In this season of giving, true foodies are no doubt grateful to star chef Thomas Keller for his decision to open The Surf Club Restaurant right here on our shores. He didn’t have to. In fact, he admits that Miami wasn’t high on his list as a destination to debut an establishment. He would know. The man owns two three-Michelin-star eateries, The French Laundry and Per Se, as well as Bouchon Bistro, Bouchon Bakery and Ad Hoc, and he runs them all with the precision of a stopwatch, which has earned him his pre-eminent reputation as the best chef-restaurateur in America, and perhaps the world. Why risk all that on our quixotic,
The Surf Club, that’s why. The project itself, co-helmed by Nadim Ashi of Fort Partners, drew him. He was intrigued by the storied heritage of the location, upon which he could build a culinary story.
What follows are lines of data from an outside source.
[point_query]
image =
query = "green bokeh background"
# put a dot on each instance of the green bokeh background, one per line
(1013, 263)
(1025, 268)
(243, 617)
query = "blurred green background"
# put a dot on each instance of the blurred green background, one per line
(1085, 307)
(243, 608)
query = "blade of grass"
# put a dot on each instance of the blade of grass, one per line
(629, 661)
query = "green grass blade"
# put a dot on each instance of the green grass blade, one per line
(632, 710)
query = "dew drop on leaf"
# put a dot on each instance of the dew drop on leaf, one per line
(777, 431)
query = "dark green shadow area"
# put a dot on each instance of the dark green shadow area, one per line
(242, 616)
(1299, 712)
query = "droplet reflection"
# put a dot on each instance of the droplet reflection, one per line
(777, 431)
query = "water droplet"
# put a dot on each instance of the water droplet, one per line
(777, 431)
He admired the commitment to its restoration and incorporation of the Martin Brudnizki-designed interiors into the original Russell T. Pancoast Mediterranean Revival architecture. And he was keen on the idea of installing a continental restaurant that would remind him of the glamorous fine dining of his youth. “I’ve been in love with these [kinds of] restaurants since my childhood,” he says. “But my biggest concern was ingredients. Our proteins all come from the same place, so that wasn’t a problem. It was the vegetables.”
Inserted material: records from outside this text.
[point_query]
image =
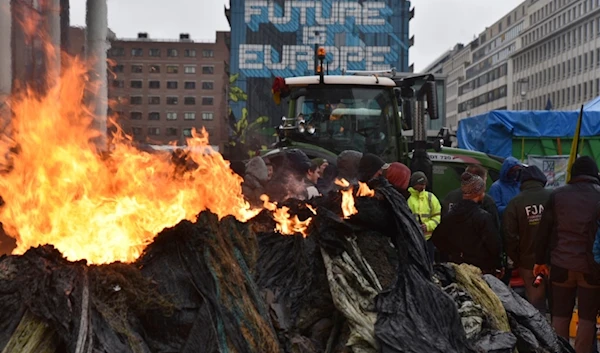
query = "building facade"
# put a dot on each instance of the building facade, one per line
(558, 66)
(278, 38)
(163, 89)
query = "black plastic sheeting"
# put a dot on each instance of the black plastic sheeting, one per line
(191, 291)
(414, 315)
(533, 331)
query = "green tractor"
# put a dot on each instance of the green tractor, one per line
(368, 112)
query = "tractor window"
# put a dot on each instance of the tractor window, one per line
(347, 118)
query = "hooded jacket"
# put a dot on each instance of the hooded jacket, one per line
(427, 208)
(468, 235)
(504, 189)
(568, 228)
(254, 180)
(523, 215)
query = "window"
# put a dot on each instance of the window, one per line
(135, 100)
(117, 51)
(137, 52)
(136, 84)
(135, 115)
(136, 132)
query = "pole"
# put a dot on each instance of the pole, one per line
(96, 50)
(6, 76)
(575, 144)
(51, 21)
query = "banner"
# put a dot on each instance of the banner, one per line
(554, 167)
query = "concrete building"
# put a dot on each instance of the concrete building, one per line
(488, 76)
(558, 66)
(165, 88)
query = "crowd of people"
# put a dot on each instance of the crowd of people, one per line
(549, 237)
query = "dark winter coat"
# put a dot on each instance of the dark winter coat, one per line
(522, 219)
(254, 181)
(455, 196)
(468, 235)
(567, 231)
(505, 188)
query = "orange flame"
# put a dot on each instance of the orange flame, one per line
(59, 190)
(286, 224)
(364, 190)
(348, 207)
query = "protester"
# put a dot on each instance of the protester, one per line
(347, 163)
(255, 178)
(455, 196)
(270, 168)
(564, 241)
(426, 206)
(521, 222)
(312, 177)
(399, 176)
(468, 234)
(370, 167)
(507, 186)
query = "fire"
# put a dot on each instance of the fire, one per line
(364, 190)
(348, 207)
(286, 224)
(60, 190)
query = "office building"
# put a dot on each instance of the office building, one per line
(558, 66)
(165, 88)
(278, 38)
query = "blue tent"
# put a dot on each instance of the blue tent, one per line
(493, 132)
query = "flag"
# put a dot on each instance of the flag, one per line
(575, 145)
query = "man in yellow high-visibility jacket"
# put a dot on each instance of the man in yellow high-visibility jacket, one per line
(426, 207)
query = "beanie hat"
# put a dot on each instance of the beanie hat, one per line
(533, 173)
(584, 166)
(418, 178)
(471, 184)
(398, 175)
(369, 165)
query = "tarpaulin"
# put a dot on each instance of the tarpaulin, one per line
(493, 132)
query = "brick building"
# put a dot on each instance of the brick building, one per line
(162, 89)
As far back as 2014, Keller, who grew up in the business in Palm Beach County, worked on making connections with the small farmers and focusing on details as small as the bread. It needed to have a great crumb, the way he remembered bread, he says. The end result shows that there was never really any jeopardy at all. For Keller, for his staff (some brought from Yountville and Manhattan, others hired locally) and for us, there’s only sweet reward.
Indeed, you’ll leave as we did, thankful to Keller and crew for bringing a “real” restaurant back to Miami. You know, the kind we used to have, back when we were appropriating the word pashmina for shawl and receiving them from host stations like mints. The Surf Club staff has them on hand for those who need them. If you borrow one when dining here, try not to dip the fringe into the crisp crudités that begin all meals (it seems Keller found his radishes and carrots after all). This nod to nostalgia sets up expectations before the menu is even presented, and anyone older than a millennial knows exactly what those menu pages will reveal. Maryland jumbo lump crab cake. Hand-cut steak tartare. Maine lobster thermidor. Beef Wellington for two, made with short rib and périgourdine (truffle and Madeira) sauce. Hello, old friends. Nice to see you at the table.